The space-based object can dock with other objects, allowing the exchange of waste materials and manufactured or repaired articles, facilitating resource sharing in space missions. A storage module holds articles for repair, which the manufacturing apparatus can process, thus extending the life of critical components.

An inspection module assures the quality of manufactured articles, and the system can communicate with an Earth-based facility for data transfer and remote control. The manufacturing apparatus is versatile, capable of using wire, plastic or metal feedstock, making it adaptable for a variety of needs. Designed to be autonomous or remotely controlled, this system represents a significant advancement in in-space manufacturing, supporting long-term missions with improved efficiency and sustainability.

While the BAE invention focuses on focuses on sustainable manufacturing with integrated recycling, a patent from Made in Space Inc. (EP16857937A) put an emphasis on advanced assembly and integration capabilities in a space environment.

The invention pertains to a system and methods for in-space manufacturing and assembly of spacecraft devices and techniques. This system is designed to produce objects in a space environment, incorporating several innovative components to assure efficient and effective manufacturing processes.

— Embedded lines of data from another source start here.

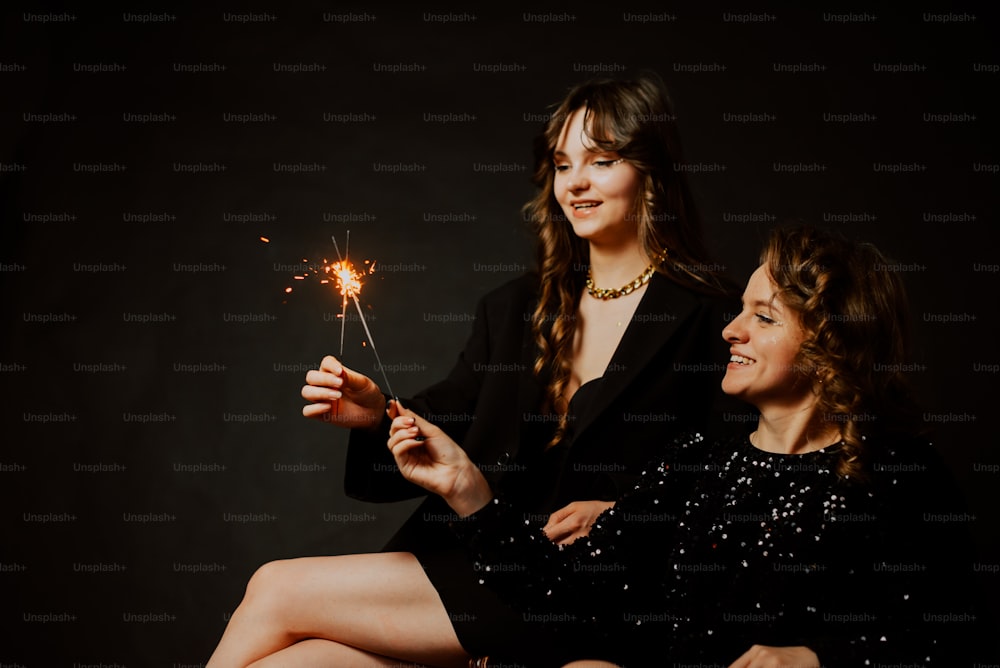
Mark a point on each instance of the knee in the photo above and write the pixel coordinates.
(271, 585)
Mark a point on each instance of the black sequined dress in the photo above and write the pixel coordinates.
(721, 547)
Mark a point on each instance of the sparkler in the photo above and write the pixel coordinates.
(349, 284)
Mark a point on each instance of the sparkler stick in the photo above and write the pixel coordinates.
(349, 286)
(343, 303)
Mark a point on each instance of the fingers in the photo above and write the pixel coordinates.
(403, 423)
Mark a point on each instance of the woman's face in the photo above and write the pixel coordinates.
(764, 341)
(596, 190)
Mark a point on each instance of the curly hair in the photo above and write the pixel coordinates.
(633, 118)
(854, 314)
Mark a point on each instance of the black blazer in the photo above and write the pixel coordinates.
(663, 380)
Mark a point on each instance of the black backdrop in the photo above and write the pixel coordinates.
(153, 450)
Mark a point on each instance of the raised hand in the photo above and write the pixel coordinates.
(342, 396)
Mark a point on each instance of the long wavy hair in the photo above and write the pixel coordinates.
(635, 119)
(854, 313)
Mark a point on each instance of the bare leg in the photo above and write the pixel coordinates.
(380, 603)
(326, 653)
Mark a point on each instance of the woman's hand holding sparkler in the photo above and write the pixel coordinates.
(342, 396)
(427, 457)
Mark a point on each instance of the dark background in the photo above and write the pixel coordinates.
(154, 453)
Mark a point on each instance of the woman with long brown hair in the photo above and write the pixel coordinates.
(571, 375)
(826, 535)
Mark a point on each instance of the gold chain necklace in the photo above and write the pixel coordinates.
(605, 294)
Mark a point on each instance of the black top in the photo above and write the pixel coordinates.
(663, 380)
(722, 547)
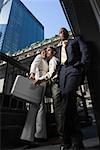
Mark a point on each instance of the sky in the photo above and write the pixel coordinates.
(49, 13)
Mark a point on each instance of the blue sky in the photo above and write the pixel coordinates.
(49, 13)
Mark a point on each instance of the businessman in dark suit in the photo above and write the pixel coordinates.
(74, 60)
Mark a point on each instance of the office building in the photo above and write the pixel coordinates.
(18, 27)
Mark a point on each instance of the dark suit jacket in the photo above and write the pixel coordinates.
(77, 53)
(77, 56)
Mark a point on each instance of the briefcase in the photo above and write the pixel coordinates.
(24, 89)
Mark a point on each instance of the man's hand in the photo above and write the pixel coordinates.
(32, 76)
(37, 82)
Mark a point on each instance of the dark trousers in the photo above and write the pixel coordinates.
(70, 79)
(56, 95)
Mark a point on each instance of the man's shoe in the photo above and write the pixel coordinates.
(40, 139)
(31, 145)
(79, 146)
(65, 147)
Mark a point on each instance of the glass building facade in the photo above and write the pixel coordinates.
(18, 27)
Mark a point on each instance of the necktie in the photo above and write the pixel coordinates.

At its core, the system includes a build device equipped with a build area and a material bonding component. This component receives portions of the material used to fabricate the object. Within the build area, at least one gripper contacts the object to provide support and serve as a heat sink, cooler or electrical dissipation path for the object. The build device also features a movement mechanism that positions the device relative to the object during production.

Source: EP16857937A.

An additional feature of the system is its ability to operate within an infinite build area on at least one manufacturing axis, allowing the construction of objects larger than the build device itself. The system also integrates a knitted component for creating a web applied to the object during manufacturing, thus enhancing structural integrity.

The system's versatility is further demonstrated by its inclusion of an antenna element release mechanism, which allows for the extrusion and integration of antenna elements into the object. This capability ensures the seamless assembly of complex spacecraft components. To enhance functionality, the system comprises a robot arm designed to reach and manipulate distal portions of the object, a z-traverse system incorporating the gripper, and a buffer mechanism to manage the effects of gravity center movement in microgravity environments. The build device can either remain attached to the completed object, providing functional elements, or detach once the object is finished.

Additionally, the system supports the construction of spacecraft components and structures using AM materials by an extended structural additive manufacturing machine (ESAMM) device. This ESAMM device also facilitates the inspection, assembly and integration of electronic components and assembly accessories to form a complete spacecraft system.

The method associated with this system involves using the space or microgravity environment to construct spacecraft components, dissipate heat, conduct electricity and assure the structural integrity of the object during and after manufacturing. The process includes inspecting the components during construction, installing solar panels, forming antennas and repeating those steps to build multiple systems of the spacecraft. Overall, this invention represents a significant advancement in in-space manufacturing, offering comprehensive solutions for producing, assembling and integrating complex spacecraft components directly in the space environment.